Palavras de Kim Jong-un elevam suicídio a princípio de Estado
Durante a cerimônia, Kim Jong-un declarou que os heróis do conflito não se limitam àqueles que tombaram na risca de frente. Suas palavras foram além:
“Não só são heróis aqueles que, sem hesitar, escolheram o caminho da imolação e do suicídio para proteger o grande honr, mas também aqueles que caíram enquanto carregavam na frente das batalhas de assalto.”

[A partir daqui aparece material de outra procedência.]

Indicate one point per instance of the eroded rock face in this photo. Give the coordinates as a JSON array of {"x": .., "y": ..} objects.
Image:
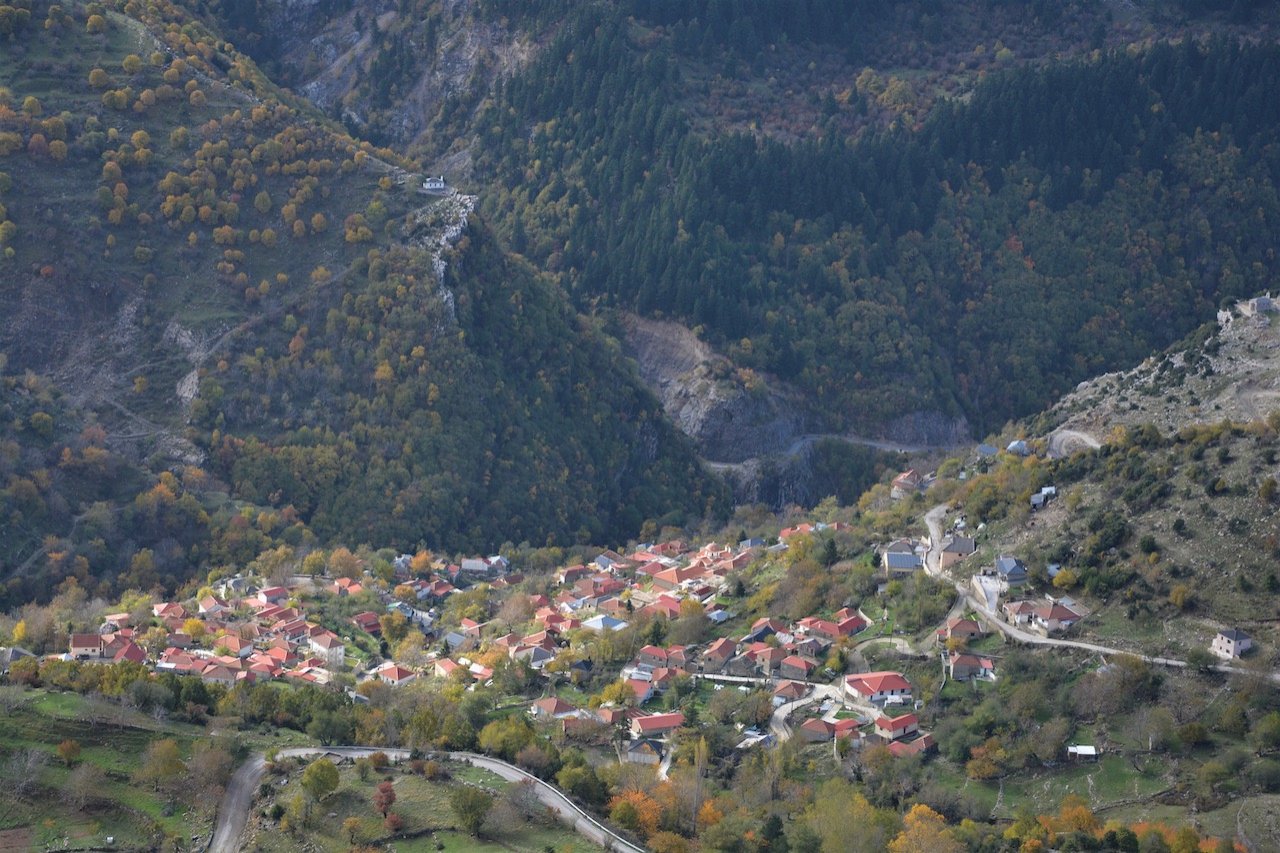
[
  {"x": 731, "y": 416},
  {"x": 327, "y": 56}
]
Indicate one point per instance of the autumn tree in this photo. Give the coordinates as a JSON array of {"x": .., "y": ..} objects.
[
  {"x": 85, "y": 785},
  {"x": 636, "y": 811},
  {"x": 923, "y": 829},
  {"x": 384, "y": 797},
  {"x": 320, "y": 779},
  {"x": 161, "y": 763},
  {"x": 470, "y": 806},
  {"x": 69, "y": 751}
]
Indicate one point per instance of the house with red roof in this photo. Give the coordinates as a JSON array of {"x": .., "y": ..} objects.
[
  {"x": 792, "y": 666},
  {"x": 328, "y": 646},
  {"x": 790, "y": 690},
  {"x": 211, "y": 606},
  {"x": 552, "y": 708},
  {"x": 718, "y": 655},
  {"x": 915, "y": 747},
  {"x": 656, "y": 725},
  {"x": 800, "y": 529},
  {"x": 878, "y": 687},
  {"x": 347, "y": 587},
  {"x": 234, "y": 646},
  {"x": 1054, "y": 617},
  {"x": 394, "y": 674},
  {"x": 897, "y": 728},
  {"x": 444, "y": 667},
  {"x": 273, "y": 594},
  {"x": 641, "y": 689},
  {"x": 821, "y": 628},
  {"x": 664, "y": 607},
  {"x": 85, "y": 647},
  {"x": 965, "y": 667},
  {"x": 129, "y": 652},
  {"x": 959, "y": 628}
]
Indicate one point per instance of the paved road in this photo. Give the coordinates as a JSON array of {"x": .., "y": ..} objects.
[
  {"x": 233, "y": 811},
  {"x": 933, "y": 520}
]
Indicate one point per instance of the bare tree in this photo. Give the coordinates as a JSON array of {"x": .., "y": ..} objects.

A fala explicita a lógica da princípio militar norte-coreana: a conquista por forças inimigas é tratada uma vez que ignomínia incabível. A morte — seja em combate, seja pelas próprias mãos — é apresentada uma vez que ato supremo de lealdade ao Estado.
Granadas uma vez que instrumento de autodestruição
Antes mesmo do exposição de Kim, informações obtidas por agências de perceptibilidade e relatos de desertores já apontavam que soldados norte-coreanos vinham utilizando granadas e outros explosivos para se matar, evitando a todo dispêndio a conquista. A enunciação pública do ditador não somente confirmou essa prática, uma vez que a elevou oficialmente à quesito de política de Estado.
A lógica por trás da ordem é clara: a vida do combatente vale menos do que os segredos militares e estratégicos que ele poderia revelar caso fosse feito prisioneiro.
Kim também fez questão de exaltar os sobreviventes que retornaram “com o corpo mutilado”, referindo-se a eles uma vez que “guerreiros leais ao partido e patriotas”.
Estimativas de baixas e a ofensiva na região de Kursk
De negócio com estimativas do Serviço Vernáculo de Lucidez da Coreia do Sul, muro de 6.000 soldados norte-coreanos morreram ou ficaram feridos durante os combates na região de Kursk, no sudoeste da Rússia.
Pyongyang teria enviado entre 14.000 e 15.000 militares para lutar ao lado das forças russas. A Ucrânia havia deflagrado uma ofensiva surpresa nessa região em agosto de 2024, chegando a ocupar aproximadamente 1.000 quilômetros quadrados de território russo. As tropas ucranianas, no entanto, acabaram expulsas da extensão.
Kim Jong-un classificou a participação de seus soldados no conflito uma vez que:
“Uma novidade história de amizade com a Rússia escrita com sangue.”
Coligação militar entre Rússia e Coreia do Setentrião segue se aprofundando
O envio de tropas norte-coreanas está amparado pelo Tratado de Associação Estratégica Integral, firmado por Kim e Putin em 2024. O negócio prevê uma cláusula de resguardo mútua entre os dois países.
Uma vez que contrapartida pelos milhares de soldados e pelas dezenas de milhares de contêineres de munição fornecidos, a Coreia do Setentrião recebeu auxílio econômico e tecnologia militar da Rússia, conforme avaliações da perceptibilidade sul-coreana.
Aliás, Kim e Belousov aproveitaram o encontro para discutir os termos de um novo negócio de cooperação militar cobrindo o período de 2027 a 2031. O movimento indica que a coligação entre Moscou e Pyongyang deve se manter e se fortalecer mesmo depois o eventual fecho da guerra na Ucrânia.